I also have a strong sense of fairness. There’s always a team involved, one person cannot take sole credit for success. I suppose I’m talking about humility. I’d like to think I inherited this philosophy from dad.

TAE: Why drives you in terms of your father’s charitable foundation work? VC: It took me a long time to take the reigns and make the decision to continue and step up to be the CEO of the Victor Chang Foundation. It can be very emotional for me at times to think that this person I am talking about is my own father however ultimately I suppose I don’t want people to forget the work he started. I wouldn’t be driving this organisation if I didn’t believe in its aims.

I want the Foundation to give heart surgeons from Asia and Australia the opportunity to learn advanced techniques in cardiac surgery, particularly heart transplantation, and take skills back to their home countries. I want Australia to lead innovation in cardiac surgery. I want to continue to forge close cultural ties between Australia and Asia. These are my hopes for the Victor Chang Foundation.

TAE: What is your regular work and why are you passionate about it?

VC: My regular work is this! I am continuing what dad started as CEO of the VICTOR CHANG FOUNDATION. The Foundation is a grant-making, not-for-profit organisation founded by dad in 1984 and continues to honour his legacy by awarding grants to individuals in two key areas:

Education, training and upgrading skills in the areas of cardiothoracic surgery, heart and lung transplantation and cardiology. The Victor Chang Surgical Fellowship is part of this funding program.

Innovation, with a focus on heart transplantation, artificial hearts and artificial valves (mechanical assist devices).

My background is fundraising so of course I have to give the Foundation a plug and mention that donation can be made here!

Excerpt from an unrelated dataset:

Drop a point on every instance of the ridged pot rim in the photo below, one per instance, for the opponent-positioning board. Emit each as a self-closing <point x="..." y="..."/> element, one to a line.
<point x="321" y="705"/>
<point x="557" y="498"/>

https://victorchangfoundation.com.au It took me 20 years to find the courage and the strength to realise that dad would want someone from his family at the helm of his Foundation so in a way I am doing it for him. However I am also extremely excited about any future innovations in heart surgery that this Foundation can help facilitate and about keeping dad’s close ties to Asia alive.

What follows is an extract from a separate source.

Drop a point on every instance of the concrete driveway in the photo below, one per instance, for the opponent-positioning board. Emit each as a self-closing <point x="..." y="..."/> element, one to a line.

TAE: How do you wish others to remember your father?

VC: Exactly as he was before he died; a skilled cardiac surgeon with a cheeky smile who was humble and had a passion for passing on skills by training surgeons from Asia and for wanting to be innovative, hence his work on the artificial heart. I don’t want people to remember him as the doctor whose life was tragically taken too early – even though this was the case. I’d prefer people to remember him for the work he did and what he achieved with his team whilst he was alive and that it continues.

TAE: Is there a message about the role of Asian Australians in Australia to be good corporate citizens?

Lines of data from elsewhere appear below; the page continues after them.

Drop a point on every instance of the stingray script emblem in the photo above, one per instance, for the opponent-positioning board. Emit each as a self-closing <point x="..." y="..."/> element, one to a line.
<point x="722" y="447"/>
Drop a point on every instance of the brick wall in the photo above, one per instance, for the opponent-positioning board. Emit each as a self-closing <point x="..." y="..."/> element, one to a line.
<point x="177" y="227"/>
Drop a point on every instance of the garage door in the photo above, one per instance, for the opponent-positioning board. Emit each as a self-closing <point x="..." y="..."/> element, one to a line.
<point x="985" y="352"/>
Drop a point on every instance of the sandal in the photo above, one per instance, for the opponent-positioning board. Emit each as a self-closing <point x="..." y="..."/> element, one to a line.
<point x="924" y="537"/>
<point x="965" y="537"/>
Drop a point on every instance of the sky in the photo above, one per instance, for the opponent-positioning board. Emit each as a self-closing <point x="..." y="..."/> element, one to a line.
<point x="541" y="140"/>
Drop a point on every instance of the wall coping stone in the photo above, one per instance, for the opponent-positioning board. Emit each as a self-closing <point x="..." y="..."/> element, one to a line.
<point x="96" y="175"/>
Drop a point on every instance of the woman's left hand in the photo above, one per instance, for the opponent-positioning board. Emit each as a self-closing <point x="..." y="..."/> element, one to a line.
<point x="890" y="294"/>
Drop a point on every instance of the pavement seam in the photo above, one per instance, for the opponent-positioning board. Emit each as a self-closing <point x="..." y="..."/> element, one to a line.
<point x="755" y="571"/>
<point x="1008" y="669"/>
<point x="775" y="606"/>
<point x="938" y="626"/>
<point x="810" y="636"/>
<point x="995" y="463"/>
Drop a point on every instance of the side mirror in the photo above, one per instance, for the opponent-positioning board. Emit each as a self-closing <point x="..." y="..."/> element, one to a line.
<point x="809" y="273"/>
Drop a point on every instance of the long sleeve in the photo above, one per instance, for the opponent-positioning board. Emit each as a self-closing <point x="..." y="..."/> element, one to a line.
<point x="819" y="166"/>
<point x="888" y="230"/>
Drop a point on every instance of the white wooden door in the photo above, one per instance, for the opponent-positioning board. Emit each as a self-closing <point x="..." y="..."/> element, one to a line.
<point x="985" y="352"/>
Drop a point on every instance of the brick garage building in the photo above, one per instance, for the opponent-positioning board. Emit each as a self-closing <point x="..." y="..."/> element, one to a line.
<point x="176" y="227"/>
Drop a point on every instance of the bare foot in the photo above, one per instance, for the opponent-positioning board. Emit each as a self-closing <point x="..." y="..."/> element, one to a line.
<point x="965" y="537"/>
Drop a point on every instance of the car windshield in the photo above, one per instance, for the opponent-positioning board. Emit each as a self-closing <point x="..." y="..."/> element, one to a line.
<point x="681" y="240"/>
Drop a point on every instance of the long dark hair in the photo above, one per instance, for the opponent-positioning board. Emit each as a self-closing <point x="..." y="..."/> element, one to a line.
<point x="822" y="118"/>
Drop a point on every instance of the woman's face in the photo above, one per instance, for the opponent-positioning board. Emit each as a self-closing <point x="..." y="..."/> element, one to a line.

VC: For me, I don’t think the term “corporate citizens” is valid and additionally I’m not sure we should be distinguishing Asian Australians either. There are plenty

of citizens, be they Asian or non-Asian, in Australia, who can achieve so much in the third sector so why don’t we just say “good citizens”?

I can only give you my personal perspective. I moved from the corporate sector to the not-for-profit sector over 20 years ago because I did not feel that I was being fulfilled by working for an organisation that made profits purely for shareholder wealth.

This, of course, has changed a lot over the past 10+ years with corporates introducing “corporate citizenship” and “social responsibility” as a major part of their culture. Don’t get me wrong, this is a good thing. In fact, I did work in philanthropy within a corporate organisation for a while but I found this to be analogous to making salad dressing – bear with me – mix oil and vinegar together and shake them up; at first they come together but eventually they just won’t mix properly!

Anyway, I’m very happy to see corporates are giving part of their profits to third sector organisations, this is a really good thing. The next step is to follow in the footsteps of the USA and get private “philanthropists” to start sharing their wealth with NFPs too.